Let $G,K$ be a arbitrary groups. Then $\hom(G,K)= \bigsqcup_{H\triangleleft G}\{f: G\to K\mid \ker(f) = H\}$ and so $\hom(G,K)\cong \bigsqcup_{H\triangleleft G}I(G/H,K)$ (a morphism $G\to K$ with kernel $H$ corresponds precisely to an injective morphism $G/H\to K$)
Therefore $h(G,K) = \sum_{H\triangleleft G}i(G/H,K)$ by taking cardinalities.
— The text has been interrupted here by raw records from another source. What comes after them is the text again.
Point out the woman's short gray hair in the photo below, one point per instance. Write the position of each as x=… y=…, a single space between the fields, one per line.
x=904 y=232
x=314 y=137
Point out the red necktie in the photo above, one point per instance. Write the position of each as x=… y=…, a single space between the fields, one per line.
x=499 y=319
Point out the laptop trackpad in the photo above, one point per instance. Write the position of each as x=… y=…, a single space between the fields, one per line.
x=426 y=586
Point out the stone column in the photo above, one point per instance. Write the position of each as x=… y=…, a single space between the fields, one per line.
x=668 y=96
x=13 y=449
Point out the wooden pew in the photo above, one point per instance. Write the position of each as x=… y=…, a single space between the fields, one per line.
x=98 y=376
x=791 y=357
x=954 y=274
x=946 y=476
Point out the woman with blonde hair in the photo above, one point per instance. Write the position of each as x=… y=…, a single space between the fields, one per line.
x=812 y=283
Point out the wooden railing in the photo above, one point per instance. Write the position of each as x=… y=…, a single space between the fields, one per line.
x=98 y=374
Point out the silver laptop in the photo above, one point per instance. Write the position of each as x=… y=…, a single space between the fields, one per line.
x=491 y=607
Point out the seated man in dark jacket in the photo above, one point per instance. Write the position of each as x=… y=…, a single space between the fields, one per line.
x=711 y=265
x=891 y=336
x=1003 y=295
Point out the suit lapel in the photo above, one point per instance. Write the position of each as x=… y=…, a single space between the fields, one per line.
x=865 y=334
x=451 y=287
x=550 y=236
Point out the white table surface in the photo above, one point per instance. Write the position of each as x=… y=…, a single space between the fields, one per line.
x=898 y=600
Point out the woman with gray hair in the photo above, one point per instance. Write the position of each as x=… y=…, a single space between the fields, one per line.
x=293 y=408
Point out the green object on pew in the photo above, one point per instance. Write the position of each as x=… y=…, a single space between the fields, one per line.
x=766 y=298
One may thus prove, by induction on $|G|$, that if $h(G,K)= h(G,L)$ for all finite $G$ ($K,L$ fixed finite groups), then for all finite $G$, $i(G,K) = i(G,L)$ (Proof : assume $i(G,K) = i(G,L)$ for all $G$ of cardinality $<n$ and let $G$ have cardinality $n$. Then for all $\{1\}\neq H\triangleleft G$, $G/H$ has cardinality $<n$ and so $i(G/H,K) = i(G/H,L)$ by induction hypothesis. Since we also have $h(G,K) = h(G,L)$ by hypothesis, substracting things in the previous equality yields $i(G,K) = i(G,L)$)
We conclude : By the $4$th point, $h(G,B) = h(G,C)$ for all finite groups $G$, so that by the previous point $i(G,B) = i(G,C)$ for all $G$. Apply this to $G= B$ and we get $i(B,B) = i(B,C)$, which is enough by the $2$nd point.